Using simultaneously scanning small-angle X-ray scattering (SAXS) and UV-vis absorption with integrated online size exclusion chromatography, supplemental with molecular dynamics simulations, we unveil the long-postulated global structure evolution of a model multidomain protein bovine serum albumin (BSA) during acid-induced unfolding. Our results differentiate three global packing structures of the three molten globule domains of BSA, forming three intermediates I1, I2, and E along the unfolding pathway. The I1-I2 transition, overlooked in all previous studies, involves mainly coordinated reorientations across interconnected molten globule subdomains, and the transition activates a critical pivot domain opening of the protein for entering into the E form, with an unexpectedly large unfolding free energy change of -9.5 kcal mol-1, extracted based on the observed packing structural changes. The revealed local packing flexibility and rigidity of the molten globule domains in the E form elucidate how collective motions of the molten globule domains profoundly influence the folding-unfolding pathway of a multidomain protein.

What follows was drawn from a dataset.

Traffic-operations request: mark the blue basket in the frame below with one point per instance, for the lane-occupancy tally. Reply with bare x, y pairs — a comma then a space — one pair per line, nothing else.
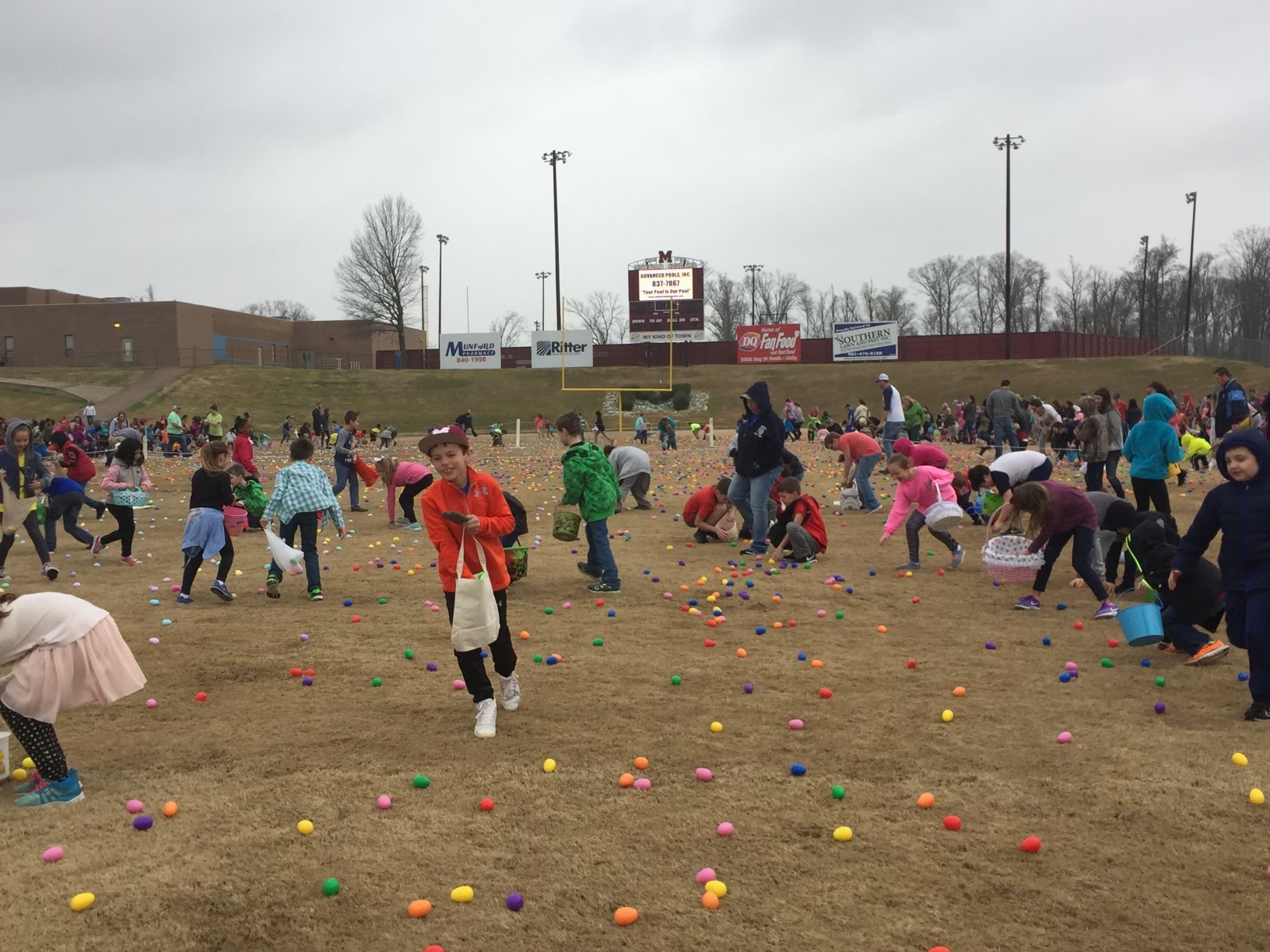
1142, 625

A modified Ising model for the thermodynamic properties of local and global protein folding- unfolding observed by circular dichroism and small-angle X-ray scattering

Based on the mean-field approximation, we have applied a modified Ising model to describe general protein unfolding behavior at thermodynamic equilibrium with the free energy contributed by the subgroup units (amino acids or peptide bonds) of the protein. With the thermodynamic properties of the protein, this model can associate the stepwise change of an unfolding fraction ratio profile with the local and global conformation unfolding. Taking cytochrome c (cyt c) as a model protein, we have observed, using small-angle X-ray scattering and circular dichroism (CD), the global and local structure changes for the protein in three kinds of denaturant environments: acid, urea and guanidine hydrochloride. The small-angle X-ray scattering and CD results are mapped to the unfolding fractions as a function of the pH value or denaturant concentration, from which we have extracted local and global unfolding free energies of cyt c in different denaturant environments using a modified Ising model. Based on the characteristics of the thermodynamic properties deduced from the local and global protein folding–unfolding, we discuss the thermodynamic stabilities of the protein in the three denaturant environments, and the possible correlation between the global conformation change of the protein and the local unfolding activities of the S—Fe bond in the Met80-heme and the α-helices.